The difference in percentage is mainly attributed to the varied energy consumption by cooling and fans in different months due to localized weather conditions in different cities. For example, Hong Kong's monthly cooling energy for sorbent roofs ranged from 19.8 to 2285.8 kWh throughout the year, while it ranged from 224.23 to 3230 kWh for reference buildings (FIG. 43A). The annual energy savings varied across the cities, with Hong Kong, Shanghai, Mumbai, Abu Dhabi, Sydney, New York, Paris, Sao Paulo, and Cape Town showing savings of 6269.53 kWh, 3790.99 kWh, 9701.39 kWh, 3848.62 kWh, 3848.62 kWh, 2470.88 kWh, 1205.03 kWh, 4879.29 kWh, and 3478.54 kWh, respectively.
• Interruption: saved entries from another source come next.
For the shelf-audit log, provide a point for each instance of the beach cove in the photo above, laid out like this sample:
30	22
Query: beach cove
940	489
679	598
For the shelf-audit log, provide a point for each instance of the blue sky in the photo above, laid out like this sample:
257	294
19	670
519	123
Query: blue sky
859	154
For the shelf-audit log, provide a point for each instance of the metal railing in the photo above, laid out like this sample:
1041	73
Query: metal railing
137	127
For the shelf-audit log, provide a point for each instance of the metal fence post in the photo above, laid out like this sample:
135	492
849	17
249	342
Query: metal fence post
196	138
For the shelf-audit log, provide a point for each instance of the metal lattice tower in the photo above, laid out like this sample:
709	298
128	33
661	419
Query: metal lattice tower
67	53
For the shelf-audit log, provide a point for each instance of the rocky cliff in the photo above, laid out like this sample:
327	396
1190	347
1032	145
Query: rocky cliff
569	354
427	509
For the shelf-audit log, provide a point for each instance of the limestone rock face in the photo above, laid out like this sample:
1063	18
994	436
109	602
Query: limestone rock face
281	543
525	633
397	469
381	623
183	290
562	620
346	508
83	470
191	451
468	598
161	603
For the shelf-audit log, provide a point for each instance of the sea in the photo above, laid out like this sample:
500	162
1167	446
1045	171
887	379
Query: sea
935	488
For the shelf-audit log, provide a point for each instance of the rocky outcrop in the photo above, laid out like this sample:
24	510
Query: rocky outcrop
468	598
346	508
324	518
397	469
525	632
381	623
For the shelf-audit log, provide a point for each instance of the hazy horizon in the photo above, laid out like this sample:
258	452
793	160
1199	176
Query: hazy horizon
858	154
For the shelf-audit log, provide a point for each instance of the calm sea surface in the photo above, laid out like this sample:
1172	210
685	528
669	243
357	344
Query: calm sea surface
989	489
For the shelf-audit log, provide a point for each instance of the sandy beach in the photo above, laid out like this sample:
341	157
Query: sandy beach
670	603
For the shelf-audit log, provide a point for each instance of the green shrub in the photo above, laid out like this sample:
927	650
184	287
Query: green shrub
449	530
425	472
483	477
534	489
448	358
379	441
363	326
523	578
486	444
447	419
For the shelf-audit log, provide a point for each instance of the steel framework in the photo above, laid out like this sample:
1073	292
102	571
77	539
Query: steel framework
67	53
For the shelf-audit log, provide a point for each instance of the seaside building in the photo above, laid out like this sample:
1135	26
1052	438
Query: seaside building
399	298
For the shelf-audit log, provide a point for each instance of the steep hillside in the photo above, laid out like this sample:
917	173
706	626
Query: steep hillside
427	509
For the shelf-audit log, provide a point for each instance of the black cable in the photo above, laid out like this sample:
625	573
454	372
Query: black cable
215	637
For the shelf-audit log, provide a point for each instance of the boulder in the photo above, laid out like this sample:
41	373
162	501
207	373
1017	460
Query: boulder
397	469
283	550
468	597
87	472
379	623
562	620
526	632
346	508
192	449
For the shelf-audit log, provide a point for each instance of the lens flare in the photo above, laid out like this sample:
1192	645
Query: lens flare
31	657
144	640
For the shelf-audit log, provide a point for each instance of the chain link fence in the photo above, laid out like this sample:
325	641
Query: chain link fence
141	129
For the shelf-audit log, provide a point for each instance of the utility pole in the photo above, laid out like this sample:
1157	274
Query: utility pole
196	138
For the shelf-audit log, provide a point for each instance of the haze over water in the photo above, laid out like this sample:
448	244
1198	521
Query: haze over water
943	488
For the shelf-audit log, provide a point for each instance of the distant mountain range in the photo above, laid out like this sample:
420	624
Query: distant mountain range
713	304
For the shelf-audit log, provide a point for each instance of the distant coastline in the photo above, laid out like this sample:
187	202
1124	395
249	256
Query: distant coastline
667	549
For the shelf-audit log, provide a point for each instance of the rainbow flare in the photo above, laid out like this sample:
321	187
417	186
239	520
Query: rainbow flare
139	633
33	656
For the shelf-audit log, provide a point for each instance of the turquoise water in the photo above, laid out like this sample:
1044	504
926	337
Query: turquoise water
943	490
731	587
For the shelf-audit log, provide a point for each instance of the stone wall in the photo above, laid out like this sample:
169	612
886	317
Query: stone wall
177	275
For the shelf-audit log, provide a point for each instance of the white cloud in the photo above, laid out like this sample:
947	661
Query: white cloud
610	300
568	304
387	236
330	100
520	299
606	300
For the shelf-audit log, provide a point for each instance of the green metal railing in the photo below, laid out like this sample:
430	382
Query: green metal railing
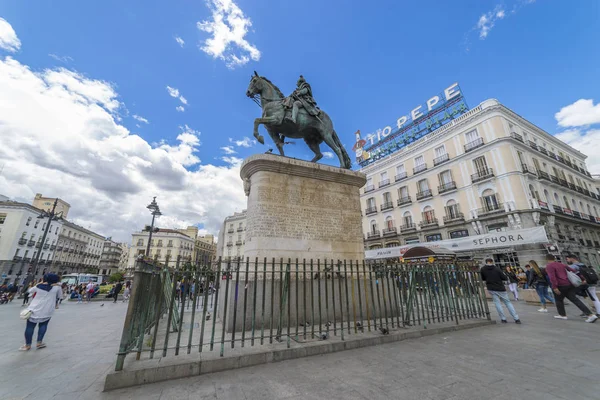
244	302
According to FIGS. 44A and 44B, the carbon footprint of cooling energy use in buildings equipped with the sorbent cooling strategy of this work is lower than in reference buildings. The potential annual carbon footprint saving with the sorbent cooler of this work per city ranges from 0.09 to 13.62 tCO₂-eq., which is approximately 61% to 87.83% decrease when compared to emissions released from cooling energy usage in reference building. The carbon mitigation potential varied across the cities, with 5.48 tCO₂-eq. for Hong Kong, 3.24 tCO₂-eq. for Shanghai, 13.62 tCO₂-eq. for Mumbai, 2.70 tCO₂-eq. for Abu Dhabi, 3.73 tCO₂-eq. for Sydney, 0.57 tCO₂-eq. for New York, 0.09 tCO₂-eq. for Paris, 0.69 tCO₂-eq. for Sao Paulo, and 3.73 tCO₂-eq. for Cape Town, respectively. This indicates that the energy consumed by the buildings equipped with sorbent cooling technology emitted lower levels of CO₂ than the reference buildings.

The effectiveness of the sorbent coolers of this work in buildings across different cities was demonstrated, and extensive building energy simulations conducted worldwide to see the potential of this strategy to combat the rising frequency and intensity of heat waves worldwide (FIG. 45), specifically understanding how well this cooling technology performs under varying climatic conditions if integrated into a real-time building. The global simulations revealed the practical applicability of this strategy for annual cooling energy savings, as shown in FIG. 46. The results indicate that sorbent coolers are most effective in climates such as tropical savannas, humid subtropical and tropical and sub-tropical deserts, followed by Mediterranean and western Europe oceanic climates. These findings reveal the energy performance of sorbent coolers and suggest their potential use in specific cities. It is believed that this information can help drive the net energy zero mission in buildings and promote global cooling and sustainability.

The invention has been given by way of example only, and various other modifications of and/or alterations to the described embodiment may be made by persons skilled in the art without departing from the scope of the invention as specified in the appended claims.